Maandag 30 mei 2005 Moab-Ouray

Naar Mesa Verde National Park-Colorado

Het is vandaag memorial day. Dit is de dag waarop de USA haar gevallenen herdenkt. Dit is tevens voor (bijna) iedereen een vrije dag. Je kunt het goed merken ook. De straten zijn opvallend leeg. Ook het ontbijt in ons hotel gaat heel wat minder hectisch dan gisteren. Vandaag moet de auto weer ingepakt worden want we checken uit. Bij deze laatstgenoemde procedure lever je de kamersleutels in en krijg je de definitieve rekening ter ondertekening.

Om 08.30 uur zijn we onderweg. We moeten eerst terug naar Monticello. In die stad bij de Shell, kopen we niet alleen benzine, maar ook koffie en appelflappen. We nemen tevens onze lunch vast mee.

 

Colorado

Even ten oosten van Monticello is de grens met Colorado. Je kunt het merken ook. We rijden tussen grasvelden en akkerbouwvelden. Verder is alles toch veel groener dan in Utah gebruikelijk is. Die grens is toch een tamelijk willekeurig getrokken rechte lijn. Dus verbeeld ik het me slechts of….

We koersen richting Cortez. We komen langs gehuchten met namen als “Pleasant View” en “Yellow Jacket”. In Cortez moeten we afslaan naar weg US 160. Cortez slaapt nog lijkt het wel. Ons programma is tamelijk vol vandaag, vandaar dat we een aantal bezienswaardigheden moeten overslaan. We bewaren Canyons of the Ancient National Monument; Cutthrout Castle en Goodman point voor een volgende keer.

Mesa Verde National Park

Zo'n 16 kilometer voorbij Cortez komen we bij Mesa Verde National Park. De toegangsweg van het park, naar het visitors-centre is een heerlijke bergweg. Ik zou graag willen zeggen dat het park zijn naam eer aan doet, maar er is zoveel van het bos verbrand, dat Mesa Nero ook heel toepasselijk zou zijn.

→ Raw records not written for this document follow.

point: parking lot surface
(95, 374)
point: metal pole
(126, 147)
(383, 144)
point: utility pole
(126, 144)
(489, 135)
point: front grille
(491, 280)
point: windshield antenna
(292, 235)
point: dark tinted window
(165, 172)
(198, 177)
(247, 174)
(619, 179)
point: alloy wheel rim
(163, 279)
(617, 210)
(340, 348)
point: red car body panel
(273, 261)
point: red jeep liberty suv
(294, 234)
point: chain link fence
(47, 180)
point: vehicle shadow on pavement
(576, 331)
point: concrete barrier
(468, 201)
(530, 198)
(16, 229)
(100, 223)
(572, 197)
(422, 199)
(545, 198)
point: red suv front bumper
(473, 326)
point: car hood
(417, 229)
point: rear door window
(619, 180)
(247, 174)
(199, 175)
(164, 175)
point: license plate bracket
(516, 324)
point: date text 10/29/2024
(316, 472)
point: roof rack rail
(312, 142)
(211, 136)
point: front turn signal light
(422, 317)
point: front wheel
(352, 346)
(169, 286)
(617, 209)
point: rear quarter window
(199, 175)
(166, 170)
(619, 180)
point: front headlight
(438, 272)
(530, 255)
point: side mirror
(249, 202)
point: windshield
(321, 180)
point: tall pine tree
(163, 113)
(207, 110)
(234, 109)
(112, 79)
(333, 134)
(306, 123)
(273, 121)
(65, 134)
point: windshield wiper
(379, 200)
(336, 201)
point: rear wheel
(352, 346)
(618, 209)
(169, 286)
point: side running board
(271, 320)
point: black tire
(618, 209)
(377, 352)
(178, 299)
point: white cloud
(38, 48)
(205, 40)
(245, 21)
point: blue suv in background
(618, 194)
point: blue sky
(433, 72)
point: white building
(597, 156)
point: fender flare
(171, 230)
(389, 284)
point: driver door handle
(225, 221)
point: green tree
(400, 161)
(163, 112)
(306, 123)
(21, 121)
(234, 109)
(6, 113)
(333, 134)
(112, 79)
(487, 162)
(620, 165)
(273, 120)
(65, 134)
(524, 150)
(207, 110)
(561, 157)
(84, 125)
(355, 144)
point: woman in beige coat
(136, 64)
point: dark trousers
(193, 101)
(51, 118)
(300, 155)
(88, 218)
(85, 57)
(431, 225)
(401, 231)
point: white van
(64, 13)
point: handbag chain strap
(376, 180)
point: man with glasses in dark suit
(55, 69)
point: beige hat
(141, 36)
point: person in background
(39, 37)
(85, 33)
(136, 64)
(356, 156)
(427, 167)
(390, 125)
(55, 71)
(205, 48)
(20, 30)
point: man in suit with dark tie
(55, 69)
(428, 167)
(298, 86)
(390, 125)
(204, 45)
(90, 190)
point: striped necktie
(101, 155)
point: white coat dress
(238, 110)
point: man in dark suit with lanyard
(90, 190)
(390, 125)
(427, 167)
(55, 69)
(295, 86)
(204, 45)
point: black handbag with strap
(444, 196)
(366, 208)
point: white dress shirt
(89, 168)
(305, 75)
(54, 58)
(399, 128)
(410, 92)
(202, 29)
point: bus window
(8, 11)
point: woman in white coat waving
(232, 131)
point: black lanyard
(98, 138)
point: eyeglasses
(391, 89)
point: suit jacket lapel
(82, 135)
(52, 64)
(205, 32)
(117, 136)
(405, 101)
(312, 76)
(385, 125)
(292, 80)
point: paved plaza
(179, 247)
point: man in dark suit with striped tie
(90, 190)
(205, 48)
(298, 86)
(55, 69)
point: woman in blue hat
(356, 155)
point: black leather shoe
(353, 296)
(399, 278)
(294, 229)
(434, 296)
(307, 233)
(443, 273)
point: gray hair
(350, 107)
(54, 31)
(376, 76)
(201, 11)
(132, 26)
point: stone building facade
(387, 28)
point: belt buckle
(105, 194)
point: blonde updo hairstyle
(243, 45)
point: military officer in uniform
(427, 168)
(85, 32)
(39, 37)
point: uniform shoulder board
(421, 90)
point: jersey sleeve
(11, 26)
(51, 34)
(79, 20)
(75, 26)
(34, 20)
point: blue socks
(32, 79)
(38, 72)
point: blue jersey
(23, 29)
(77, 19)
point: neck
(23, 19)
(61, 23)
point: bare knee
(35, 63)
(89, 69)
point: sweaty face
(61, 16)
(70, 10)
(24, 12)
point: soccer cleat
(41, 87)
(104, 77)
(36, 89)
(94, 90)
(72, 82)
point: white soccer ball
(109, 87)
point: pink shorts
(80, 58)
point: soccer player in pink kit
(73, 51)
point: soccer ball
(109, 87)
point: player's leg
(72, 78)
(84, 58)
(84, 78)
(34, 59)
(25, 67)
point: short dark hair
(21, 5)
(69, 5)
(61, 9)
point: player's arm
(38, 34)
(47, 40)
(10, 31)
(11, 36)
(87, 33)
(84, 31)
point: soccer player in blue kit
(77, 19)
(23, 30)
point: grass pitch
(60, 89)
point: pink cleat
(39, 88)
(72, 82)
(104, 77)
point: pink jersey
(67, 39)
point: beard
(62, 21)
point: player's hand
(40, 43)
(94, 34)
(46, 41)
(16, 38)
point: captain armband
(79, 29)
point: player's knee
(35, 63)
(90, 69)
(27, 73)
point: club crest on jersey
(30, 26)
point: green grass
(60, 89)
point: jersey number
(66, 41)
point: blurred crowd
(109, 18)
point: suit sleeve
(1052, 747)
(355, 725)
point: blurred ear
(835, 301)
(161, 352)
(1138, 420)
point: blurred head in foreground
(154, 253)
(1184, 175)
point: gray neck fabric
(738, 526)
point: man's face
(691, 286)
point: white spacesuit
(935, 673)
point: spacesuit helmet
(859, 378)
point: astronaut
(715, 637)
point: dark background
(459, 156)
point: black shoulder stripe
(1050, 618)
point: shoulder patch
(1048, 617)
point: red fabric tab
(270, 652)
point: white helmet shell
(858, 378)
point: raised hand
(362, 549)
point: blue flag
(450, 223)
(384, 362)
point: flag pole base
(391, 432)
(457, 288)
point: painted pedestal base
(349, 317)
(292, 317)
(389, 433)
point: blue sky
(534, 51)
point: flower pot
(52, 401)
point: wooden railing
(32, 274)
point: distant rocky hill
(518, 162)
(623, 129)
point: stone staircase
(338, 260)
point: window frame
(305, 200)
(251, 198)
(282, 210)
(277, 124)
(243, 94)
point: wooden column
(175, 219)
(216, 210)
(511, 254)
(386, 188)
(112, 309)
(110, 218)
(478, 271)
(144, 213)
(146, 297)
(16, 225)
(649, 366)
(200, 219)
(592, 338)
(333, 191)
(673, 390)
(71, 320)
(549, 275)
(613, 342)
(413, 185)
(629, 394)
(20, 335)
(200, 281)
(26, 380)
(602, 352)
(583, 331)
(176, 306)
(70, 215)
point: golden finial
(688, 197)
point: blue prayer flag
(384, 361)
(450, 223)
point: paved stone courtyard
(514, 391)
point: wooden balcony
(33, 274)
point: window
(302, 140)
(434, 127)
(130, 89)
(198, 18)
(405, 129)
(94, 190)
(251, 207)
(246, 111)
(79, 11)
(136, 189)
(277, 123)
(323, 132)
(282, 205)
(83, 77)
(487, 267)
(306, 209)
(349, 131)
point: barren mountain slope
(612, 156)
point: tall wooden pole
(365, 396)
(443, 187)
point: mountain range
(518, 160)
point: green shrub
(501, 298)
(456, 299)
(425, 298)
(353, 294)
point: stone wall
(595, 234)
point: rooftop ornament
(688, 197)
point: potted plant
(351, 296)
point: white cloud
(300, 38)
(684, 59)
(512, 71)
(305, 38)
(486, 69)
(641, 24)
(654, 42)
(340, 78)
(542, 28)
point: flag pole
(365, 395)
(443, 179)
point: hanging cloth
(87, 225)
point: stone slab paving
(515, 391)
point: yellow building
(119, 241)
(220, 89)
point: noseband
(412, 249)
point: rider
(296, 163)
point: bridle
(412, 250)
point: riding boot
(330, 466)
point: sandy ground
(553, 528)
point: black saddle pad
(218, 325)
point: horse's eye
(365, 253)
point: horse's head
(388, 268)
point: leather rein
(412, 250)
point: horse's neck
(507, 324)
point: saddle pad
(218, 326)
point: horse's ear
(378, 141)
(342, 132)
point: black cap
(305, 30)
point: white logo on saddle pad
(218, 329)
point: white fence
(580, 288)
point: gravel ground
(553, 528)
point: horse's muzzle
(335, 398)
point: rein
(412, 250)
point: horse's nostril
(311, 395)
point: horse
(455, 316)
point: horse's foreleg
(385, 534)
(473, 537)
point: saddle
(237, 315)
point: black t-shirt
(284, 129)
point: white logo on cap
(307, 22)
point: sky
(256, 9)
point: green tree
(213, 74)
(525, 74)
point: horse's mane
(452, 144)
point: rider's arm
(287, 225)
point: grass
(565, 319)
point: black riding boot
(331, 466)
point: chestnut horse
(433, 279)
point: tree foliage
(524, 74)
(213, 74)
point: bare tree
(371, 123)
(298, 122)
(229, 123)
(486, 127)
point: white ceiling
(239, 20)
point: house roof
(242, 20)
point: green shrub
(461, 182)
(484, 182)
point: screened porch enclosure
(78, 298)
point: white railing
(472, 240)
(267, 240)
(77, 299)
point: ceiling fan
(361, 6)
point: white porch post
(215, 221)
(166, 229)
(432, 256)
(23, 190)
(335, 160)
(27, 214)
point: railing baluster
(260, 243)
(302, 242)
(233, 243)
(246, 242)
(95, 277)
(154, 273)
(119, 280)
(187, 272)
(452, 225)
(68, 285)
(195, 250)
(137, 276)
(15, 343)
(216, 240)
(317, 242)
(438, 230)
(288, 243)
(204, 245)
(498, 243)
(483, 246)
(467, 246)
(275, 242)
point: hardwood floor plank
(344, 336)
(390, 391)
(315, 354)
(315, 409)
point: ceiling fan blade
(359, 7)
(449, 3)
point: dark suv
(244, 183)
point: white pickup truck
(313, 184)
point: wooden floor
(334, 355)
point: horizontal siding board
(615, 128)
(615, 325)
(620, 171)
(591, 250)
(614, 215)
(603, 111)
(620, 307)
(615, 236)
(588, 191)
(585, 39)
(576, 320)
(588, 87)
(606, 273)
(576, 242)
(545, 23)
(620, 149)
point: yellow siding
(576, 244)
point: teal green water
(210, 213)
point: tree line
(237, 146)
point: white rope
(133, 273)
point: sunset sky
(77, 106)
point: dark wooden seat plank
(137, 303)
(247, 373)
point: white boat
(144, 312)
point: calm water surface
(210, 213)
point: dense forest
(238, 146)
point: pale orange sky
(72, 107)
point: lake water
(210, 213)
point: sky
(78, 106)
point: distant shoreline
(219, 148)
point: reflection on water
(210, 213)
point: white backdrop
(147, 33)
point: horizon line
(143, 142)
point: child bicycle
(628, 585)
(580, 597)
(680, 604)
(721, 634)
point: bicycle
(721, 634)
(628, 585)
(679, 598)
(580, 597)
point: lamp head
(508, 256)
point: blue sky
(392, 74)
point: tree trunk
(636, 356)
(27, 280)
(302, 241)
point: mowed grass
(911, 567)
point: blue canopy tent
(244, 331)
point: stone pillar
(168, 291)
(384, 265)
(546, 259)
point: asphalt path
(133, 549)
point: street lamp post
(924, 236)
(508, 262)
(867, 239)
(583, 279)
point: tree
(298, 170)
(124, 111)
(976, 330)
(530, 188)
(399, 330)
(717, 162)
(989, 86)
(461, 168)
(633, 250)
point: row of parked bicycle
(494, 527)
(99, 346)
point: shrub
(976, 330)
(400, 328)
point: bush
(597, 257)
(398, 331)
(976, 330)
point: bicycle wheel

De weg is een genot om te rijden. Haarspeldbochten, stijging, echt lekker. Als we bij de Montezuma Valley Overlook uitstappen om een kijkje te nemen, valt het ons pas op hoe koud het vandaag is. Donkere wolken en een straffe wind. Op de parkeerplaats verruilen we onze korte broek voor een lange en doen we een trui aan.

Bij het visitors-centre staat op een kaart aangegeven welke gebieden van het park in welk jaar in brand hebben gestaan. Er is nog maar een klein stukje dat niet al eens door brand is aangetast.

In Mesa Verde draait het ook eigenlijk niet om het landschap. De aandacht gaat hier uit naar de mensen die hier gewoond hebben en vooral hoe ze gewoond hebben. Dit park gaat over de wereld van de Mesa Verde people. Aan dit Indianen volk en hun beschaving wordt in het park ruim aandacht besteed.

Er zijn in hoofdzaak twee routes. Deze routes voeren langs de zogenaamde pithouses en cavedwellings. De pit-houses of pit-dwellings zijn woningen die gedeeltelijk in de grond zijn ingegraven. Meer spectaculair vinden wij de cavedwellings. Je kunt het ook cliffdwellings noemen. Ze zijn hoofdzakelijk gebouwd in grote grotten. De grootste, die nog tamelijk intact is, bevat plm. 800 kamers.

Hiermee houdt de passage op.